Question

A $(trolley+child)$ of total mass $200kg$ is moving with a uniform speed of $36km/h$ on a frictionless track. The child of mass $20kg$ starts running on the trolley from one end to the other $(10m$ away) with the speed of $10m{s}^{-1}$ relative to the trolley in the direction of the trolley's motion and jumps out of the trolley with the same relative velocity. What is the final speed of the trolley?
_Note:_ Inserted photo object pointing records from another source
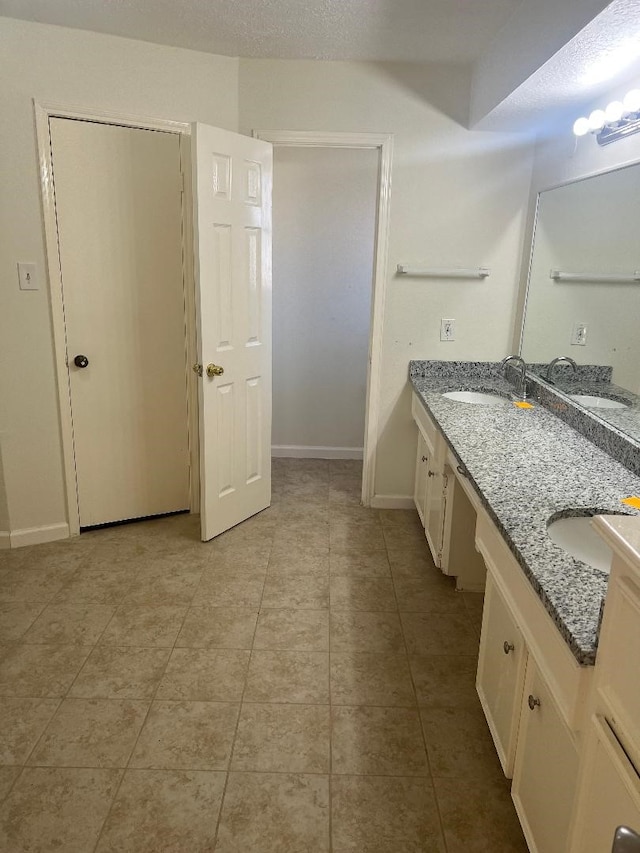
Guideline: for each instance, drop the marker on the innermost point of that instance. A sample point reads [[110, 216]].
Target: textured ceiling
[[373, 30], [599, 59]]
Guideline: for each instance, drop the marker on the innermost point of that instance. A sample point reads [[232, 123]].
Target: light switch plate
[[27, 276]]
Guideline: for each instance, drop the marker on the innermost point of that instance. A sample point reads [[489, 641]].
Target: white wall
[[324, 215], [83, 69], [458, 198], [562, 159]]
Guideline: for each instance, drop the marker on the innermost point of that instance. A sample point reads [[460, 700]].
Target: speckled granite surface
[[616, 431], [527, 466]]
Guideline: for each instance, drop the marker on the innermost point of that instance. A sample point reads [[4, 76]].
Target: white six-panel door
[[232, 179], [119, 220]]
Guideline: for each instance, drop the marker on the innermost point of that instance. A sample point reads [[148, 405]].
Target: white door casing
[[118, 206], [232, 180]]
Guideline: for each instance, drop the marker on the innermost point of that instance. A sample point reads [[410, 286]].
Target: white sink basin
[[478, 398], [578, 538], [592, 402]]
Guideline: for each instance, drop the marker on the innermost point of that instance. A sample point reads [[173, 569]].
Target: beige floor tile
[[164, 811], [401, 518], [8, 776], [371, 679], [56, 808], [411, 562], [70, 623], [134, 625], [377, 741], [293, 630], [164, 583], [91, 733], [120, 672], [220, 589], [40, 671], [399, 538], [96, 586], [439, 634], [345, 490], [302, 592], [429, 595], [207, 675], [478, 816], [376, 814], [445, 681], [282, 738], [22, 721], [359, 562], [37, 585], [274, 813], [16, 617], [370, 594], [347, 534], [288, 677], [300, 561], [459, 744], [186, 736], [352, 631], [218, 627]]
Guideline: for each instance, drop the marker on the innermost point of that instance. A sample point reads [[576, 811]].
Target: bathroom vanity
[[491, 476]]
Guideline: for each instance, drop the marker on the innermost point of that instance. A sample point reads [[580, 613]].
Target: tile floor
[[304, 683]]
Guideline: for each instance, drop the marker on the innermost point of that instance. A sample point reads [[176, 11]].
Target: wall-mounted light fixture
[[619, 119]]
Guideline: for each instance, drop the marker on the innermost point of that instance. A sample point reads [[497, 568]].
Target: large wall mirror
[[583, 297]]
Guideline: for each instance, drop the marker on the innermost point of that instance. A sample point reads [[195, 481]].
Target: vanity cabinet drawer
[[609, 792], [546, 768], [500, 679]]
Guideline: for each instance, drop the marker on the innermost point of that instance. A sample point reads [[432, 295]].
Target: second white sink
[[578, 538], [592, 402], [479, 398]]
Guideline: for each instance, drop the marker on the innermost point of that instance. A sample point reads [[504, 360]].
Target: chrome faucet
[[557, 361], [521, 387]]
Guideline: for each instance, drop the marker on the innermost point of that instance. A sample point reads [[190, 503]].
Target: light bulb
[[581, 126], [631, 101], [614, 111]]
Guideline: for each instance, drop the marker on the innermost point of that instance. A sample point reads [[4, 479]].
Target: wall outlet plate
[[447, 330]]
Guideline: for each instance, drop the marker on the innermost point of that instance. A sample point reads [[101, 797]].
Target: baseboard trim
[[38, 535], [298, 451], [392, 502]]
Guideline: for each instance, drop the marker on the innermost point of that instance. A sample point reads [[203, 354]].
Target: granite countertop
[[528, 466]]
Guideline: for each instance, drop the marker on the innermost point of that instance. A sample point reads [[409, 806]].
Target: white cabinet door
[[609, 794], [420, 485], [501, 668], [232, 178], [546, 767]]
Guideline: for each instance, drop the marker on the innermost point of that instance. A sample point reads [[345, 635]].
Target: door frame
[[383, 142], [43, 111]]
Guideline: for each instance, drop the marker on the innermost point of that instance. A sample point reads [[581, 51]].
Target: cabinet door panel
[[546, 768], [609, 794], [501, 666], [420, 485]]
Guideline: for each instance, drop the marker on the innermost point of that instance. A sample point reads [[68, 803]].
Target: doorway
[[117, 198], [323, 354]]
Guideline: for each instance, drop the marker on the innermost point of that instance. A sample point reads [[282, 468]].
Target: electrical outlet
[[447, 330], [579, 335]]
How much has the trolley moved from the time the child begins to run?

Answer 1

Mass of the trolley, $M=200kg$

Speed of the trolley, $v=36km/h=10m/s$

Mass of the boy, $m=20kg$

Initial momentum of the system of the boy and the trolley

$=(M+m)v$

$=(200+20)\times 10$

$=2200kgm/s$

Let $v^{\prime }$ be the final velocity of the trolley with respect to the ground.
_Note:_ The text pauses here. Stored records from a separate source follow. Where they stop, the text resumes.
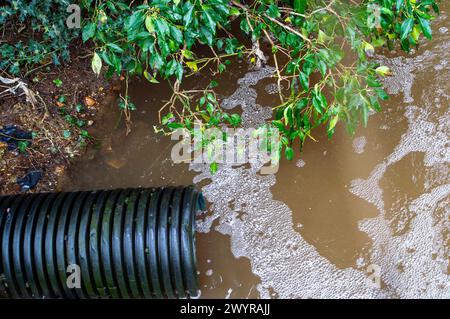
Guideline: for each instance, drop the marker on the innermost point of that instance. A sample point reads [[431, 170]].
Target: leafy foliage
[[321, 50]]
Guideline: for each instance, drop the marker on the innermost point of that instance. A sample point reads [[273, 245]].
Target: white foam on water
[[359, 143], [422, 253], [262, 230]]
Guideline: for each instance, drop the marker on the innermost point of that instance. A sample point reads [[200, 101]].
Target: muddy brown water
[[356, 216]]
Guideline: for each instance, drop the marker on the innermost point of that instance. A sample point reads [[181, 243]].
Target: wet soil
[[57, 140], [362, 216]]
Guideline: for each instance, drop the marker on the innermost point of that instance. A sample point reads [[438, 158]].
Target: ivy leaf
[[96, 64]]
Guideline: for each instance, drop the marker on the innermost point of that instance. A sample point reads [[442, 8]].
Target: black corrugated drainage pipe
[[125, 243]]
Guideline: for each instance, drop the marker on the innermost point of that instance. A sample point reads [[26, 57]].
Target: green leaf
[[115, 47], [96, 64], [213, 167], [300, 5], [425, 26], [187, 18], [88, 31], [273, 11], [289, 152], [406, 28], [149, 25], [304, 81], [67, 134], [383, 70]]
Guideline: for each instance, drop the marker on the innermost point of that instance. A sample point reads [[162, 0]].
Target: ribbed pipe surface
[[125, 243]]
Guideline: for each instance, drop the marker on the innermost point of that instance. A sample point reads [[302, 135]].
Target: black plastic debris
[[30, 180], [13, 135]]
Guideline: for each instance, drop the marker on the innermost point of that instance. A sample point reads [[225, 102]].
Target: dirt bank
[[43, 137]]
Final velocity of the boy with respect to the ground $=v^{\prime }-4$

Final momentum $=M{v}^{\prime }+m(v^{\prime }-4)$

$=200v^{\prime }+20v^{\prime }-80$

From the conservation of linear momentum:

Initial momentum$=$ Final momentum

$2200=220v^{\prime }-80$

∴ $v^{\prime }=2280/220=10.36m/s$

Length of the trolley, $l=10m$

Speed of the boy, $v^{\prime \prime }=4m/s$

Time taken by the boy to run, $t=10/4=2.5s$

∴ Distance moved by the trolley $=v^{\prime \prime }\times t$= $10.36\times 2.5=25.9m$